Create 1 node for use during CSV loading


(Massung) #1

Simply put, I have a Spark job that's run, the output of which is a CSV. Currently, I load this CSV into Neo4j without problems. But, I'd like to do one more step: add a single node representing information about the job run to the graph that will link to every row of the CSV (the output).

Currently, my Cypher query looks like so:

using periodic commit
load csv with headers from $url as line

merge (n:Output {name:})
on create set ...
on match set ...

What I'd like to do is add the one new node so I can additionally create a relationship. For example (which fails, obviously):

create (job:Job {
  time: timestamp(),
  source: $hdfsLocation,

using periodic commit
load csv ...

merge (job)-[:PRODUCED]->(n)

I've tried variations of the above to no avail. Maybe I'm just missing a comma or something?

In case it comes up as a possible solution: I don't have anything (currently) that uniquely identifies the "job". The HDFS location - for example - is used many times over with different arguments, so I don't want to overwrite an existing job using the same source script. I could potentially create 2 queries: first create the job node, then load the CSV, but I'm unsure how to get (non-unique) job node from the first and into the second?

Thanks in advance!

(Benoit Simard) #2


For this the best is to create two statements :

  • Create the Job node, and retrieve the node's ID : create (job:Job { time: timestamp(), source: $hdfsLocation, }) RETURN id(job) AS id

  • Then load your CSV file like this :

  MATCH (n) WHERE id(n) = $id
  MERGE (n:Output {name: })
  MERGE (job)-[:PRODUCED]->(n)

(Massung) #3

This was my first follow-up idea as well, but looking online, it's highly suggested by the Neo4j team to avoid using ID (which surprises me, given that the function is exposed).

Thanks for the idea and example.
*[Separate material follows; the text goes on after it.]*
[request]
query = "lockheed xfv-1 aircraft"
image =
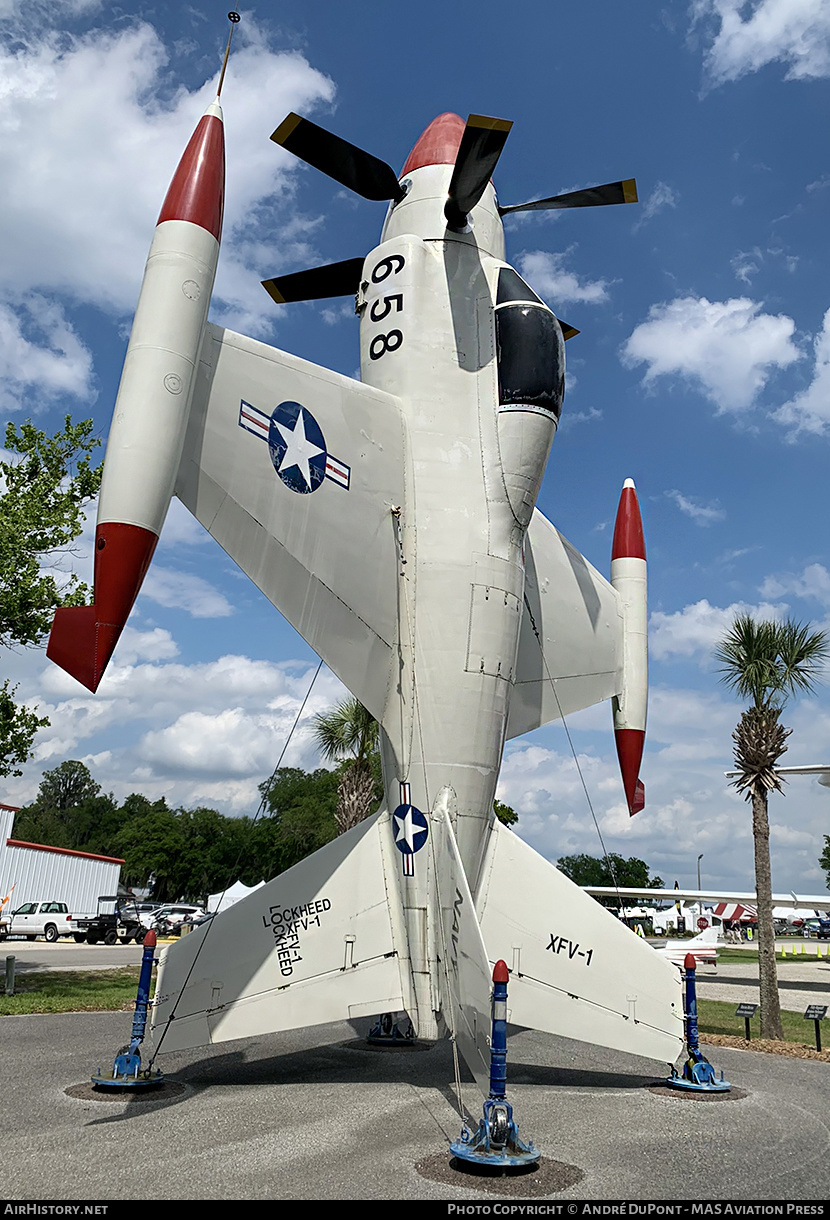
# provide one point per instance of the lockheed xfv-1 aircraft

I'll likely end up doing that if no other solution presents itself.

(Benoit Simard) #4

You must not use the technical ID of nodes as a business key, Neo4j reuse the IDs.

When a node is created, it receives an ID, and this one will be the same during all its life.
But, if you delete the node 44, and just after you create a new node, the new node can obtains the id 44.

So inside a transaction (or in your use-case) you can use the nodes ID.